The Jinan Daily article on Xi Jinping and other politburo members, which ran on the last page (page 10) of the newspaper, was still available online as of 5pm today, July 17, 2012.

Other politburo members in the Jinan Daily article include: Li Keqiang (李克强), now vice-premier and assumed successor to Wen Jiabao as premier; Wang Qishan (王岐山), vice-premier and former mayor of Beijing; Li Yuanchao (李源潮), head of the Organization Department of the CCP and a rising political star; and Zhang Dejiang (张德江), vice-premier and former Party secretary of Guangdong province.

[ABOVE: This photograph published in the July 9 edition of Jinan Daily claims to show China’s presumed next president, Xi Jinping (middle, front row), heading off to college in the late 1970s.
Writing in the comment section trailing one online version of the Jinan Daily article on the popular Sohu.com website, one internet user puzzled: “What is the crime in the New Express passing this [article] along?”

[ABOVE: What’s the big deal? asks a user in the comment section on the Jinan Daily story at Sohu.com.
In a post to Sina Weibo at 5:05pm yesterday, Lu Fumin was circumspect about the nature of the changes at the New Express:

To have grown up alongside the New Express has been a great joy of my life. But in line with work requirements, from today on, this person will return to work at the political and cultural news desk (政文新闻部) of Yangcheng Evening News. My roots are at Yangcheng, and last year I asked to be “returned home”, so today I’ve finally gotten my wish. Thank you for all the concern from my colleagues.
能与新快报一起成长是我人生一大幸事。但根据工作需要,从今天起,本人重返羊城晚报政文新闻部工作。我的根在羊晚,去年就请求"回家",今天终于得偿所愿。感谢同学们的关心。

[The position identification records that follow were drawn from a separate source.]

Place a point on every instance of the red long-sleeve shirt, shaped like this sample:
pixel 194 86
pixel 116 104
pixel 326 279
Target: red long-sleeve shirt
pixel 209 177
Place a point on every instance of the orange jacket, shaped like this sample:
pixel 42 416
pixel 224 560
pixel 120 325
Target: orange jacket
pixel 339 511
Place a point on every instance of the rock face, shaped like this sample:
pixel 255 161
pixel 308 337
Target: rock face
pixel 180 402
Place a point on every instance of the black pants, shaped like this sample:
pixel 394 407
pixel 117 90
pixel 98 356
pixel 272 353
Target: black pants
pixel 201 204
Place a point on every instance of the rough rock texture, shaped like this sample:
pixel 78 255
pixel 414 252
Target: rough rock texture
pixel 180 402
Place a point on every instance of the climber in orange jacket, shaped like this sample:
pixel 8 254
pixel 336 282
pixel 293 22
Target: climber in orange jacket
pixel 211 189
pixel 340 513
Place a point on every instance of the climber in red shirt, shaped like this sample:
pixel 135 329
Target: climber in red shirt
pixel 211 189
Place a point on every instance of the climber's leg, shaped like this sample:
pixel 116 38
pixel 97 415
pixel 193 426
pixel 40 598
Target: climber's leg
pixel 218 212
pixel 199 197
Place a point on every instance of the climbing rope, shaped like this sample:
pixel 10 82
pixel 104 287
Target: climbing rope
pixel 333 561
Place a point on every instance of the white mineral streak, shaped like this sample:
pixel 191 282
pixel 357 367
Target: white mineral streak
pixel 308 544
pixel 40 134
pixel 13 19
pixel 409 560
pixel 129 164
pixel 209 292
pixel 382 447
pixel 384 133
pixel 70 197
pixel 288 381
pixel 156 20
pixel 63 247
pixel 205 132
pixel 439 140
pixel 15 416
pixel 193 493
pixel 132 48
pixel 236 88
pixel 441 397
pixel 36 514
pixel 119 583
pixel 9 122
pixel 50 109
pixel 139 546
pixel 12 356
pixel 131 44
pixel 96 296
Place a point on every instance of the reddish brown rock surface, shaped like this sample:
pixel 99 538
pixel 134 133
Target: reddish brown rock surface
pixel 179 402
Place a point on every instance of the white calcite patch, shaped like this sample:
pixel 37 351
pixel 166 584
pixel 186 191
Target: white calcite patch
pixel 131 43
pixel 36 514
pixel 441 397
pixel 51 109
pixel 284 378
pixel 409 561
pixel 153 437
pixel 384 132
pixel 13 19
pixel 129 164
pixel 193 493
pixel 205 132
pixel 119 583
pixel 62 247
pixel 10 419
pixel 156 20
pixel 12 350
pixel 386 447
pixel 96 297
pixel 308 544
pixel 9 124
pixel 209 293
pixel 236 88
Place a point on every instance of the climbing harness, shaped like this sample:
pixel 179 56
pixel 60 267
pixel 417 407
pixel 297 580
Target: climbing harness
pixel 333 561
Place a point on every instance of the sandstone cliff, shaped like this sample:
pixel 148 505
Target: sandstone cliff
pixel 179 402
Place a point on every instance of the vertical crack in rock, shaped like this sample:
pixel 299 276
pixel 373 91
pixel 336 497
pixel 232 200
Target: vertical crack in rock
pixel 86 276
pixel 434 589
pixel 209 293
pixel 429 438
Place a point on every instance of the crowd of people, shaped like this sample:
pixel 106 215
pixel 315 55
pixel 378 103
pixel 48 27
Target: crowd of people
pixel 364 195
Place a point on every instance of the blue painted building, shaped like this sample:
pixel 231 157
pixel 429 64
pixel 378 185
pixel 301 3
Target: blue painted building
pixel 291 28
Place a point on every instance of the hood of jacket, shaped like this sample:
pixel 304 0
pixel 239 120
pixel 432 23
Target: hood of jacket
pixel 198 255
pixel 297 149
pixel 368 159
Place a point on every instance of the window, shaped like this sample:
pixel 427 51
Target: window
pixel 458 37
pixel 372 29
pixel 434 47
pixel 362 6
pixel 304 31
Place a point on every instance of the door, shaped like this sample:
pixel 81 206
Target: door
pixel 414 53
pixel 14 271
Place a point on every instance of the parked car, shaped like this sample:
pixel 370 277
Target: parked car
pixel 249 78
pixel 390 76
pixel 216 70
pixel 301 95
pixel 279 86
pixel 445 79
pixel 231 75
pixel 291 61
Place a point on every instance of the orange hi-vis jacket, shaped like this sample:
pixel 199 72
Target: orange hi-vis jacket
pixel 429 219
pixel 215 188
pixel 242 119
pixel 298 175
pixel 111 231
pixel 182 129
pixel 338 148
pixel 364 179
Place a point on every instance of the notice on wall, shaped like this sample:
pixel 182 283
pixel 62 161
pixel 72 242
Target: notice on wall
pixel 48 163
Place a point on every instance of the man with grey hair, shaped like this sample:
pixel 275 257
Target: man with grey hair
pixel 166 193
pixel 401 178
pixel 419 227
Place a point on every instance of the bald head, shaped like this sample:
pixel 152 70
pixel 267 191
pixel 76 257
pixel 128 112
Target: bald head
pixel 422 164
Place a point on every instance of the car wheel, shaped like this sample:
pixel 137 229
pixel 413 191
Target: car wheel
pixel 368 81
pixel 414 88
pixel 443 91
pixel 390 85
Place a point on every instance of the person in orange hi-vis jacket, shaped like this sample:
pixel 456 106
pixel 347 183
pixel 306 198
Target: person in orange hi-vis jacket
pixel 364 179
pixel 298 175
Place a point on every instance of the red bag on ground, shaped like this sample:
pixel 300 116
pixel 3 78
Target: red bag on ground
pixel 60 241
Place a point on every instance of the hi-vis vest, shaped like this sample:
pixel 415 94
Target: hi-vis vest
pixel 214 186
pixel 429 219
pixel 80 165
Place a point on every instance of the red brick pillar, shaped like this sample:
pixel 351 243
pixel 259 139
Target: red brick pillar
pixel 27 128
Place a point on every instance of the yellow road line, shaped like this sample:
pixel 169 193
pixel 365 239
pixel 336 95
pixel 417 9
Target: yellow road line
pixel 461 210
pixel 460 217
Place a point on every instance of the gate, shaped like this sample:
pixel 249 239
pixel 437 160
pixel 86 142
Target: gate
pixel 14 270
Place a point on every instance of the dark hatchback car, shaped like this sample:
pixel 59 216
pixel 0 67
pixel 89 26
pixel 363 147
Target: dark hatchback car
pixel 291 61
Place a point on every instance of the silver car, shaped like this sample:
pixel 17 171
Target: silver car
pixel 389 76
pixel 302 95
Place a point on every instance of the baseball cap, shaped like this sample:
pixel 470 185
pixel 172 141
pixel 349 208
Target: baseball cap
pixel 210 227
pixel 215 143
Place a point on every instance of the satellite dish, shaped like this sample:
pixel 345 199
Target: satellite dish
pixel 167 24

The obedient dogs of Party culture

In May 2012, People’s Daily Online, the online version of the Party’s official People’s Daily newspaper, reported that “100 poets, artists and calligraphers” from all over the country assembled in Hubei province to commemorate the 70th anniversary of Mao Zedong’s Yan’an speeches on arts and literature, which essentially set the stage for the arts as political tools of the Chinese Communist Party after it came to power in 1949. In this cartoon by artist Kuang Biao (邝彪), drawn for the occasion of the 70th anniversary of the Yan’an speeches and shared on Sina Weibo and elsewhere on the internet, a stern-faced Party official in a black trench coat walks the mangy dog of Party-run culture. The dog’s head is a hand brandishing a pen.

Deleted post on China's "self-discrimination"

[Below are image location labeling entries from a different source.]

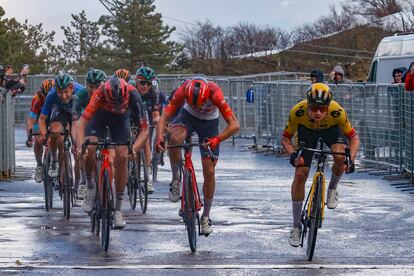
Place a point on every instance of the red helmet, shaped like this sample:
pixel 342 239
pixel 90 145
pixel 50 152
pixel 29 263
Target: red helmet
pixel 116 91
pixel 197 91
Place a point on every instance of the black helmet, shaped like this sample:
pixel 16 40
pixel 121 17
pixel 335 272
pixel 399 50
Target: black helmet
pixel 63 80
pixel 95 76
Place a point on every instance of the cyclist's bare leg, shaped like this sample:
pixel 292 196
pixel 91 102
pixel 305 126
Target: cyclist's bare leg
pixel 209 186
pixel 119 164
pixel 90 164
pixel 338 168
pixel 298 193
pixel 38 150
pixel 56 141
pixel 177 136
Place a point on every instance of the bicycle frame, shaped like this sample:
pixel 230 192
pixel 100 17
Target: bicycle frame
pixel 188 165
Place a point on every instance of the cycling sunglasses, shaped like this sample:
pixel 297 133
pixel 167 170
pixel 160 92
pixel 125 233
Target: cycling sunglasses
pixel 321 108
pixel 143 83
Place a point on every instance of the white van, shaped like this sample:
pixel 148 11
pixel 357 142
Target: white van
pixel 392 52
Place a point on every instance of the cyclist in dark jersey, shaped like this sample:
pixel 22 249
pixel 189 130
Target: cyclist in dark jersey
pixel 112 106
pixel 58 107
pixel 33 126
pixel 147 88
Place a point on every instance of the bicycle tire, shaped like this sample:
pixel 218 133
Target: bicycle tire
pixel 67 186
pixel 131 185
pixel 315 217
pixel 154 162
pixel 189 213
pixel 142 184
pixel 106 211
pixel 47 182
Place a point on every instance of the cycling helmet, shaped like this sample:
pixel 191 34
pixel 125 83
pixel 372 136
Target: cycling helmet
pixel 123 73
pixel 319 94
pixel 145 73
pixel 63 80
pixel 197 91
pixel 95 76
pixel 46 85
pixel 132 82
pixel 116 90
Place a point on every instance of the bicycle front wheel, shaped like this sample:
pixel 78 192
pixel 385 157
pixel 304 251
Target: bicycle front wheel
pixel 47 183
pixel 106 211
pixel 189 214
pixel 142 183
pixel 315 218
pixel 131 185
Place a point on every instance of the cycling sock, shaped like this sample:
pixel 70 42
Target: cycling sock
pixel 118 203
pixel 90 181
pixel 175 168
pixel 82 177
pixel 333 183
pixel 54 155
pixel 207 207
pixel 297 213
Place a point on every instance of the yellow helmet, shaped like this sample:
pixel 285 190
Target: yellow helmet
pixel 319 94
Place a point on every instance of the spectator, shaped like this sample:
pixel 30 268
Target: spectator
pixel 316 76
pixel 15 83
pixel 338 76
pixel 397 75
pixel 409 79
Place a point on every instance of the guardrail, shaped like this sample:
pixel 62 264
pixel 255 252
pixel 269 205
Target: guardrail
pixel 382 114
pixel 7 141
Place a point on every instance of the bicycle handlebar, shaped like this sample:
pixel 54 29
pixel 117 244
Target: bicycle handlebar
pixel 105 144
pixel 302 147
pixel 189 145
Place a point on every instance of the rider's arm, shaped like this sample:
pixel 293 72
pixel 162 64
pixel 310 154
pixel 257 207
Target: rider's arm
pixel 137 109
pixel 287 145
pixel 354 146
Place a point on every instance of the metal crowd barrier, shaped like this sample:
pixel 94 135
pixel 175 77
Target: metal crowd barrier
pixel 382 115
pixel 7 139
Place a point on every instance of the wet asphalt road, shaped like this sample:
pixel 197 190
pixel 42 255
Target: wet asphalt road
pixel 371 231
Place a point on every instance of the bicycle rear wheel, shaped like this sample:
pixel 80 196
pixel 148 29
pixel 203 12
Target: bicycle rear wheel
pixel 142 183
pixel 315 218
pixel 131 185
pixel 189 214
pixel 67 186
pixel 106 211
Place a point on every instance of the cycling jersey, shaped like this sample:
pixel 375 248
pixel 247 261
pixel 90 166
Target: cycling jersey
pixel 37 103
pixel 152 100
pixel 80 102
pixel 133 102
pixel 336 117
pixel 209 111
pixel 53 101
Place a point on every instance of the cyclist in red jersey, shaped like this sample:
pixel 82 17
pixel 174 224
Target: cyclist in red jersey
pixel 112 106
pixel 201 102
pixel 33 126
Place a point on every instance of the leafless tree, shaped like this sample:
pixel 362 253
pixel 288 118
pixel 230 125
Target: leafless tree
pixel 335 21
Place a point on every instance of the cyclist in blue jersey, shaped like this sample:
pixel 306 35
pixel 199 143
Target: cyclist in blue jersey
pixel 58 107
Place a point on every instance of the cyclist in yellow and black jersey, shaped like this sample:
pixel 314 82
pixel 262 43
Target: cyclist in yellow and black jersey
pixel 317 117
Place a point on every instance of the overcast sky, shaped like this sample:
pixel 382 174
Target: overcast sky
pixel 285 14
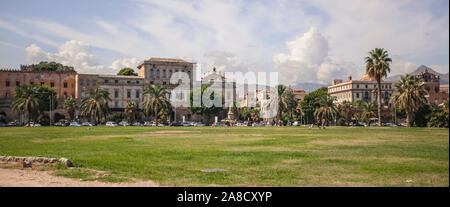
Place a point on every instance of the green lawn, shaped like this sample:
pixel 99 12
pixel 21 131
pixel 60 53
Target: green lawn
pixel 252 156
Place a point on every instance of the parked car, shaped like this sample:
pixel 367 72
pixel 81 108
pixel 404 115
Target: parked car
pixel 13 123
pixel 124 123
pixel 218 124
pixel 111 123
pixel 258 124
pixel 75 124
pixel 87 124
pixel 199 124
pixel 240 124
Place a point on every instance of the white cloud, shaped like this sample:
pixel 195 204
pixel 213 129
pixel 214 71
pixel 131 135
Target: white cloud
pixel 79 55
pixel 308 61
pixel 124 63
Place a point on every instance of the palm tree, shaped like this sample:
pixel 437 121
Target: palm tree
pixel 71 106
pixel 326 111
pixel 281 100
pixel 346 108
pixel 367 112
pixel 157 101
pixel 131 110
pixel 409 95
pixel 26 101
pixel 377 67
pixel 95 105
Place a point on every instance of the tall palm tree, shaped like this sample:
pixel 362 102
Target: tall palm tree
pixel 281 89
pixel 326 111
pixel 26 101
pixel 156 100
pixel 131 110
pixel 377 67
pixel 367 112
pixel 95 105
pixel 71 106
pixel 346 108
pixel 409 95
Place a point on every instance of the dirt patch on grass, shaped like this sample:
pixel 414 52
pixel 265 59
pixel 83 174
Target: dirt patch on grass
pixel 34 178
pixel 347 142
pixel 170 132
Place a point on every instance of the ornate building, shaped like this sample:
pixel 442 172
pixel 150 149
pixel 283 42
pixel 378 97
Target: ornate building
pixel 363 89
pixel 432 85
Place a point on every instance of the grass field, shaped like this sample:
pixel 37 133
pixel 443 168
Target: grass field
pixel 252 156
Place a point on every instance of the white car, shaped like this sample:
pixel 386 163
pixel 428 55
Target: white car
pixel 199 124
pixel 75 124
pixel 111 123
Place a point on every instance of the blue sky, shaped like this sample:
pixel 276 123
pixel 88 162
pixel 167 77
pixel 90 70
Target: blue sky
pixel 305 41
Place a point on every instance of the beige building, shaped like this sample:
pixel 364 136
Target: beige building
pixel 363 89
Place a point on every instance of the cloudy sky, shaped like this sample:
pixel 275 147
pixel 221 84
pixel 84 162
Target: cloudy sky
pixel 305 41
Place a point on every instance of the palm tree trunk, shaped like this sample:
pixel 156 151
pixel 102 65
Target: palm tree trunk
pixel 408 119
pixel 379 101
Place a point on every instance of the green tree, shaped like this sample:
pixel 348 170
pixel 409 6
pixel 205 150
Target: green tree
pixel 156 101
pixel 204 110
pixel 367 112
pixel 71 105
pixel 281 90
pixel 377 67
pixel 131 110
pixel 95 105
pixel 310 103
pixel 26 101
pixel 326 111
pixel 53 67
pixel 409 95
pixel 127 72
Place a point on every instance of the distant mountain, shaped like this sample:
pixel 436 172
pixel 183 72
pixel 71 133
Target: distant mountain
pixel 443 77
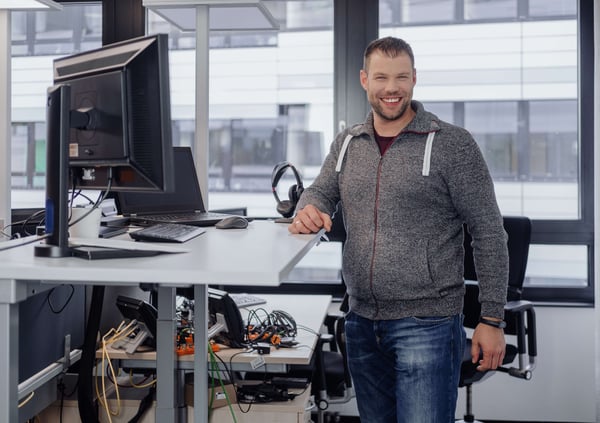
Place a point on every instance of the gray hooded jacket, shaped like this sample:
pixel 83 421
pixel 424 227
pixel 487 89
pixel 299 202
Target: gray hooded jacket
pixel 404 214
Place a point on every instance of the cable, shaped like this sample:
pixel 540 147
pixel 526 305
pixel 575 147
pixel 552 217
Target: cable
pixel 215 367
pixel 68 300
pixel 31 241
pixel 26 400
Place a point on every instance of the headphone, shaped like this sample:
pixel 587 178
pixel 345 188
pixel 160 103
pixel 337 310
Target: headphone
pixel 286 207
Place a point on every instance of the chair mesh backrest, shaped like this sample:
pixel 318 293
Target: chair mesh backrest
pixel 518 229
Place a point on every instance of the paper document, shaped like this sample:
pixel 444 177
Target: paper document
pixel 126 245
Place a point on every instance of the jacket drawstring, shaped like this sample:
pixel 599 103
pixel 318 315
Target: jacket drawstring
pixel 427 154
pixel 338 166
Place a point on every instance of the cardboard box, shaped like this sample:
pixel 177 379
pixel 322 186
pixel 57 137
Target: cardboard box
pixel 219 395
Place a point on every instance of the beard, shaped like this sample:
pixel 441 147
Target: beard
pixel 389 116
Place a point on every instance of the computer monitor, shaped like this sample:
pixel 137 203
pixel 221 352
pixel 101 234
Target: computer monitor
pixel 109 127
pixel 122 93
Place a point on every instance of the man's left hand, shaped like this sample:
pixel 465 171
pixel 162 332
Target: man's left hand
pixel 490 341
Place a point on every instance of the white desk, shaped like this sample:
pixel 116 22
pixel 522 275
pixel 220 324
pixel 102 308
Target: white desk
pixel 263 254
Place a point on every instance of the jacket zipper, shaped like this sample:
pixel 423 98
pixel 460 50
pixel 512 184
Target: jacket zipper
pixel 375 218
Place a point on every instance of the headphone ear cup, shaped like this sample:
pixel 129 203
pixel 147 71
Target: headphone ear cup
pixel 293 194
pixel 286 208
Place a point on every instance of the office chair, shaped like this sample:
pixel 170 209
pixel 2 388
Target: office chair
pixel 519 314
pixel 331 381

The following post by a Beijing-based accountant with 26,000 Weibo followers, was deleted from Sina Weibo on July 15, 2012. The post relates a conversation over lunch in which Chinese diners come to the conclusion that China in fact is the country that most discriminates against China — which is to say, against Chinese. [More on deleted posts at the WeiboScope Search, by the Journalism and Media Studies Centre].

When we were eating lunch, everyone was talking about which country discriminates most against China. From that point on the list filled up with [examples] of [how China itself is] the most discriminatory place in the world for Chinese: preventing Chinese from freely coming and going, limiting Chinese in purchasing homes, preventing Chinese from buying cars, limiting Chinese children in going freely to school, forcing Chinese to pay higher taxes, making Chinese pay higher prices for fuel, and higher prices for internet access, giving Chinese hogwash oil [to eat] and Mengniu milk powder [to drink], intruding on the rights of Chinese to have elections . . . After that, no one had anything else to say.

The original Chinese post follows:

中午吃饭,大家讨论哪个国家最排华?于是开始列举,全世界最排华的地方在哪里:限制华人自由出入、限制华人买房、限制华人买车、限制华人子女自由上学、强迫华人缴纳更高的税、限制华人购买更高价的油价、缴纳更贵的网费、给华人吃地沟油蒙牛奶粉,剥夺华人选举权……最后,所有人都不说话了(转发)


NOTE: All posts to The Anti-Social List are listed as “permission denied” in the Sina Weibo API, which means they were deleted by Weibo managers, not by users themselves.